Question sets-Discrete Distribution Family

Question 1

BIOF2014 consists of 20 multiple choice questions, with 4 choices for each question. A student goes into the examination and tries o randomly guess the answers It is obvious that the total correct answers the student can get follows Binomial distribution.

  1. How likely can the student get exactly 10 correct answer?

\[ \text{p-value}=\binom{20}{10}0.25^{10}0.75^{10} \]

  1. If each correct answer can get 5 marks, what is the expect grade of the student?

\[ \text{E}(5x)=5*20*0.25=25 \]

Question 2

During the transportation process, The probability of an egg is cracked is 0.01

  1. For a box of 8 eggs how likely can a box have at least one cracked egg?

\[ P(X\geq 1) =1- P(x=0)= 1- \binom{8}{0}0.99^80.1^0=0.08 \]

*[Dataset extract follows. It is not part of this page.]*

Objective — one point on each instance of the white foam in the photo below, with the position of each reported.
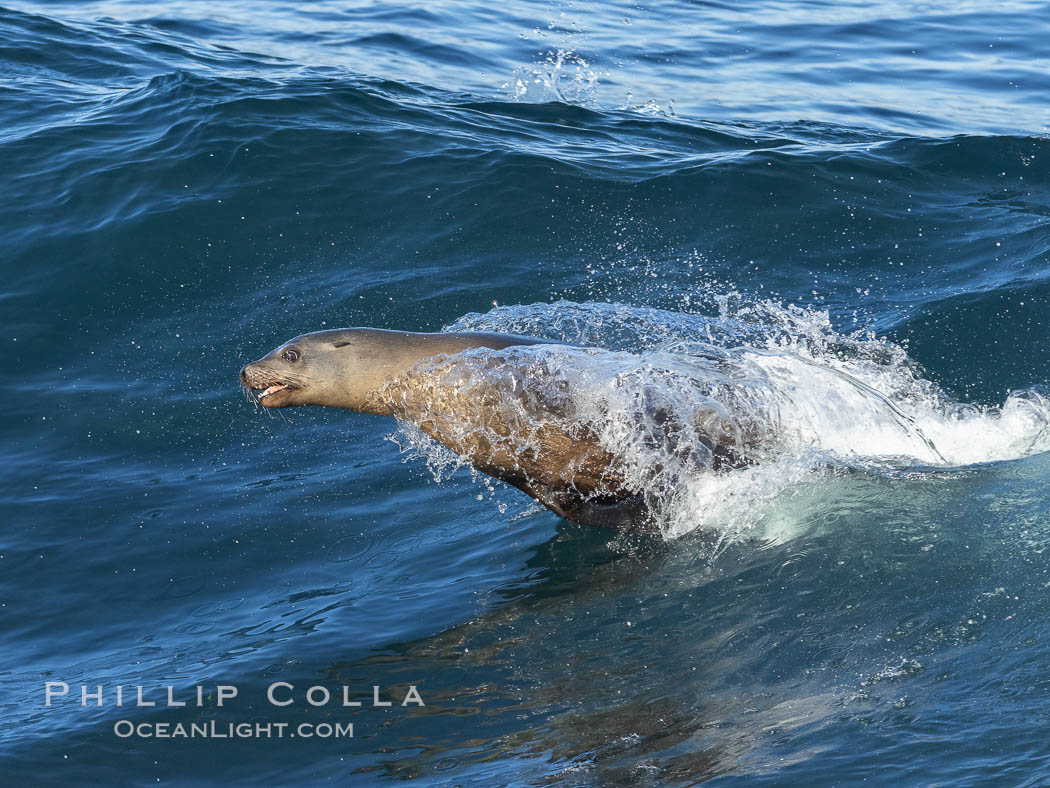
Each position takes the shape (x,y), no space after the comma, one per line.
(789,393)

  1. If a product quality control is checking the quality of the eggs to ensure all eggs are not cracked, and in average how may boxes does he need to examine to find a box with at least a cracked egg? . What will be the probability distribution to model this outcome

\[ E(x)=\frac{1}{0.08}=12.5 \]

  1. A product quality control is to continuously monitoring the quality of the eggs. They would liek to have a short review of the case once they have observed 4 boxes of egg with cracks. in average how may boxes does he need to examine to commence the review? What will be the probability distribution to model this situation?

\[ E(x)=\frac{4*(1-0.08)}{0.08} \]

Question 3

For a \(X\sim G(p)\), please show the following property

\[ P(X>s|X>t)=P(X>s-t) \quad \forall s>t \]

\[ \begin{align*} P(X>s|X>t)&=\frac{P(X>s \text{ and } X>t)}{p(X>t)} =\frac{P(X>s)}{p(X>t)}\\ &=\frac{p(1-p)^{s-1}}{p(1-p)^{t-1}} = (1-p)^{s-t}\\ &=P(X>s-t) \end{align*} \]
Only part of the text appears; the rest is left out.